Artificial Intelligence, Machine Learning & Internet of Medical Things (IoMT) for COVID-19 & Future Pandemics: An Exploratory Study
Written by Himanshu Sharma1 and Ahteshamul Haque2*
The COVID-19 pandemic has significantly affected millions of human lives in the entire world. Worldwide healthcare professionals are working day and night for the treatment of COVID-19 patients. In this critical situation, Artificial Intelligence (AI), Machine Learning (ML) & the Internet of Medical Things (IoMT) technologies can play an important role in efficient vaccine distribution and treatment of COVID-19 patients. In smart cities, smart hospitals are generally equipped with IoMT devices. The IoMT devices are used for sensing, monitoring and control of patient health data, such as respiration rate, blood pressure, blood sugar, heartbeats rate, and other critical health parameters. A typical IoMT scenario consists of an intensive care unit (ICU), various medical instruments, and a wireless body area network (WBAN) connected to the internet. A WBAN consists of sensors and actuators which can be placed on clothes, over and under the human skin. In this article, we outline how IoMT-based healthcare solutions, powered by AI and ML techniques, can be used to combat COVID-19 and future pandemics in support of smart healthcare in smart cities.
Coronaviruses are a large family of viruses that are known to cause illnesses ranging from the common cold to more severe diseases, such as Middle East Respiratory Syndrome (MERS) and Severe Acute Respiratory Syndrome (SARS). The term COVID-19 has its meaning, as the first two letters (‘CO’) stand for corona, 'VI' for virus, and 'D' for disease, which started in the year 2019, hence named as COVID-19 by the World Health Organization (WHO). According to the latest report of the WHO, as of June 2021, the number of confirmed COVID-19 cases surpassed 180 million people, with a huge death toll number of approximately 4 million people . The research and development teams in medical companies have developed vaccines that are being supplied worldwide to the frontline workers, such as the Pfizer COVID-19 vaccine (BNT162b2). The AI and ML techniques, such as regression, classification, and clustering, can be useful for the efficient treatment of COVID-19 patients, and for COVID-19 vaccinations. A new vaccine named as COVAXIN® - India's first Indigenous COVID-19 Vaccine by Bharat Biotech is developed in collaboration with the Indian Council of Medical Research (ICMR) in 2021.

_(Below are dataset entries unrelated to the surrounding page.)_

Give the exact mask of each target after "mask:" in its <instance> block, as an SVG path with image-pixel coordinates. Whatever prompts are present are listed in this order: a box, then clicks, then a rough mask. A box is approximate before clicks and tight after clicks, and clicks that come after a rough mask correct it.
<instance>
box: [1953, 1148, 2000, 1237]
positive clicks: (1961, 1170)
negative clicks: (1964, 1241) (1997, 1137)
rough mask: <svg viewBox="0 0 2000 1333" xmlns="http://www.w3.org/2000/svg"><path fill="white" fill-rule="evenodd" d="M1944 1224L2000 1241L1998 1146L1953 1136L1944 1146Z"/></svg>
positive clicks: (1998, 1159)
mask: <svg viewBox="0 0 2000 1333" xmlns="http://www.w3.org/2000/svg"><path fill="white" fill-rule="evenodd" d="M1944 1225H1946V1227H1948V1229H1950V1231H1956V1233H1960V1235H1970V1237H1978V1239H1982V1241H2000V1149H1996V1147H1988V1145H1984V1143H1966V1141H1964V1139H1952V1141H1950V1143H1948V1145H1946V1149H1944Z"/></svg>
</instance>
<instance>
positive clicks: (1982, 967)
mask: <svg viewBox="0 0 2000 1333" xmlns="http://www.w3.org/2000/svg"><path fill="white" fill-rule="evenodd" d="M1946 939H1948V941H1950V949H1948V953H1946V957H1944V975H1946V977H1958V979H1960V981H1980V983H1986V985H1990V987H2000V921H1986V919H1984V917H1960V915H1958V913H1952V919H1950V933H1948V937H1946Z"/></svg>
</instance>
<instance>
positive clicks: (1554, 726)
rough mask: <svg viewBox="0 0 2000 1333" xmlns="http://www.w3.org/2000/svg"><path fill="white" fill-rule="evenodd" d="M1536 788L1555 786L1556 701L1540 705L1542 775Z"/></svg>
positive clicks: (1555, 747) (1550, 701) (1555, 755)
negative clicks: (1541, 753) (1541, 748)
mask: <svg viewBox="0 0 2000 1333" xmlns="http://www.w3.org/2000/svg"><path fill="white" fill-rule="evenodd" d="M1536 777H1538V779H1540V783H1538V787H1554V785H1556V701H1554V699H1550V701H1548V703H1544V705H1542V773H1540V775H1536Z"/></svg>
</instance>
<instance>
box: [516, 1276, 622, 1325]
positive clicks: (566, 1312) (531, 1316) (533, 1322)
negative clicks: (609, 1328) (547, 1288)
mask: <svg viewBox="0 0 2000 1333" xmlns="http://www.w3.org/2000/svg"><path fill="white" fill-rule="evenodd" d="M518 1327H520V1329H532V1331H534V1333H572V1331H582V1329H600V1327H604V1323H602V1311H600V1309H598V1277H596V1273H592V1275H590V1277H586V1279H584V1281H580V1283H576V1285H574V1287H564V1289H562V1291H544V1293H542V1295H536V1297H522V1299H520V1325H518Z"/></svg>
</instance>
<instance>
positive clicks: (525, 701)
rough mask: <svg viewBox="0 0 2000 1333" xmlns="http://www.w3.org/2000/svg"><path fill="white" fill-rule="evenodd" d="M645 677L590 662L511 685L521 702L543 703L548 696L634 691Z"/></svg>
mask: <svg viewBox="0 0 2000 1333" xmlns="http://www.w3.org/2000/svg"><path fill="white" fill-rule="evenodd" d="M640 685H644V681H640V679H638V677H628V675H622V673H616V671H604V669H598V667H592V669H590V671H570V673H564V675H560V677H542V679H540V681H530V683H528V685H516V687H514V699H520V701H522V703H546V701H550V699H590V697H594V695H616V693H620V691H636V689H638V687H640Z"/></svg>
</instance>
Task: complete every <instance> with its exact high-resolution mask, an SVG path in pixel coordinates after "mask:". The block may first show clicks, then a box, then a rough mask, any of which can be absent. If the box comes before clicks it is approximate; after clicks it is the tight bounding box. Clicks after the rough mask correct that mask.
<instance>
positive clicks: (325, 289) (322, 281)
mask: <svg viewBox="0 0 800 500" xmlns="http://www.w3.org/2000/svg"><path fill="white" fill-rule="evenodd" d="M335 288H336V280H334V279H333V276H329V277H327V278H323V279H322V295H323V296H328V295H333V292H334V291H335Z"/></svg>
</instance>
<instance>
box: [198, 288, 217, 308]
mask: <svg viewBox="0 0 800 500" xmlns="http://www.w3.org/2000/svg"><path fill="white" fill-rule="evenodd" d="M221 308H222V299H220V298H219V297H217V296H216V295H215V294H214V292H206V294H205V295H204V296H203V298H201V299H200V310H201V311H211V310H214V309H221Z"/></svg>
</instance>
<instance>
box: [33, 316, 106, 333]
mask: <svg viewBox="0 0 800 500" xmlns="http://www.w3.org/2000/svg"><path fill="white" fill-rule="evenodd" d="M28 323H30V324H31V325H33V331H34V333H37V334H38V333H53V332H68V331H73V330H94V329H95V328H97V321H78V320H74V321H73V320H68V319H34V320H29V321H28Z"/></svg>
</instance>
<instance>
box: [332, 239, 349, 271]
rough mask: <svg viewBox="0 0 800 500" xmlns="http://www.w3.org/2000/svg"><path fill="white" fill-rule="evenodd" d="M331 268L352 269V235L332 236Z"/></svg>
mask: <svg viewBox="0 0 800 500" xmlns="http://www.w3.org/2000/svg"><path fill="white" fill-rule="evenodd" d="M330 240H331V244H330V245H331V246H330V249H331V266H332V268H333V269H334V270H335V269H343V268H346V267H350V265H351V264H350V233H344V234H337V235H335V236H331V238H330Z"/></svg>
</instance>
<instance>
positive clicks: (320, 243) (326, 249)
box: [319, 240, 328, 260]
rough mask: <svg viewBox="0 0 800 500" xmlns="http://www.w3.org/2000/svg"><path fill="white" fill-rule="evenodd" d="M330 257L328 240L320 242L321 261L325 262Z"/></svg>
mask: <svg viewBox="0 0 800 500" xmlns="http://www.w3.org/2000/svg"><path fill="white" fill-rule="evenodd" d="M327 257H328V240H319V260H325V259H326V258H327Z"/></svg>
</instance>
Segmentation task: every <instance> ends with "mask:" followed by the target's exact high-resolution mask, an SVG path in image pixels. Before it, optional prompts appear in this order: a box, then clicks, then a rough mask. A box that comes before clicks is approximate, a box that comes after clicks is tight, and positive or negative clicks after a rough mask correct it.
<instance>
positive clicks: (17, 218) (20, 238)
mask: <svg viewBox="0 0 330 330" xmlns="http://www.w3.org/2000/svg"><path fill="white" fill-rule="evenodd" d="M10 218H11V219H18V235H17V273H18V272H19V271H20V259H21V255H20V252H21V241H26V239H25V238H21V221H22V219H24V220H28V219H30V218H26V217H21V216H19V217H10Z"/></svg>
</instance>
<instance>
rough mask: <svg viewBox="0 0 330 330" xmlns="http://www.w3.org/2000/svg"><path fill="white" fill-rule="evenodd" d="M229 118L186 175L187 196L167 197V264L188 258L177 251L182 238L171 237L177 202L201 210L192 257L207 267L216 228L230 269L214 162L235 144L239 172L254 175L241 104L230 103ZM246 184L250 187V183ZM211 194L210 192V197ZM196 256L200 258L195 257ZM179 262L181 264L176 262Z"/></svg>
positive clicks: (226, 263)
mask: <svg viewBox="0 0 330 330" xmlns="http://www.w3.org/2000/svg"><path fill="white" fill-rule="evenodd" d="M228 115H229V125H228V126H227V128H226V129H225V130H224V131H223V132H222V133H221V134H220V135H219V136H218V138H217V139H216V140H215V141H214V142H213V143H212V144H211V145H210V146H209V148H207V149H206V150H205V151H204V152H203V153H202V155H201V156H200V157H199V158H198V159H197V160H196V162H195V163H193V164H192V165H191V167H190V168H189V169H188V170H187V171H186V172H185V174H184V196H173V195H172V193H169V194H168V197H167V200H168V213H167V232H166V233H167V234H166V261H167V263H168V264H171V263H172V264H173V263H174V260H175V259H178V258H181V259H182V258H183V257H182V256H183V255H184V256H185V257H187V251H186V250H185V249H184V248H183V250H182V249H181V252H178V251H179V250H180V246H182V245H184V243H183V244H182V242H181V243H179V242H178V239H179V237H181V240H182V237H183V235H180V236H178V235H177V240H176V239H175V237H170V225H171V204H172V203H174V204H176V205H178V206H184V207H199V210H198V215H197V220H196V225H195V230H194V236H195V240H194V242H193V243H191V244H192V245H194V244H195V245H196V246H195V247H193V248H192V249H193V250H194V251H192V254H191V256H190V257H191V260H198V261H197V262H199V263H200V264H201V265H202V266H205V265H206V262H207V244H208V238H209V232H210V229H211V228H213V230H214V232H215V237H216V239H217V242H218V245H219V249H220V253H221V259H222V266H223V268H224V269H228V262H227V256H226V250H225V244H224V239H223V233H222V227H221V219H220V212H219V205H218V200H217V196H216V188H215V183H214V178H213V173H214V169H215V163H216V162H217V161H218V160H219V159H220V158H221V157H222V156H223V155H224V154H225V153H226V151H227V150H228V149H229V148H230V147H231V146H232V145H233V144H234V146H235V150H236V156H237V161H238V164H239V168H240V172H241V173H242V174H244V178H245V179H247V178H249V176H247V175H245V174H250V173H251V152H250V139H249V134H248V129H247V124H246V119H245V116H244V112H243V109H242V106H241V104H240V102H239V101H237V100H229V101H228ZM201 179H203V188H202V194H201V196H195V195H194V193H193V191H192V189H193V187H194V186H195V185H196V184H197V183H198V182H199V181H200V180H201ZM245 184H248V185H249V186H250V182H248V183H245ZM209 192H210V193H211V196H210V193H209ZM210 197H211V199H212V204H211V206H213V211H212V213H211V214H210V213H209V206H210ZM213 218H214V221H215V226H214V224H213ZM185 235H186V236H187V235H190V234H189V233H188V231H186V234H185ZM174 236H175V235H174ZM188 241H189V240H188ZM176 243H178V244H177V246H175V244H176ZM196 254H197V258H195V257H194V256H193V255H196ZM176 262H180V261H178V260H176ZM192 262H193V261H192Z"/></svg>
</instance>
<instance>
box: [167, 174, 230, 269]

2. Artificial Intelligence (AI) & Machine Learning (ML)
AI refers to the ability of machines to perform cognitive tasks like thinking, perceiving, learning, problem-solving, and decision making. ML is a part of AI in which computer algorithms learn how to make decisions to become more efficient. The term ML was coined by Arthur Samuel in 1959, which meant “the ability to learn without being explicitly programmed.” Internet of Things (IoT) refers to the network of objects which can be connected to the internet to perform a specific task. The combined powers of AI, ML, and IoT can be utilized for COVID-19 disease patient treatments effectively. Internet of Medical Things (IoMT) can be defined as the application of the fundamental techniques of IoT for the medical and healthcare sectors and domains.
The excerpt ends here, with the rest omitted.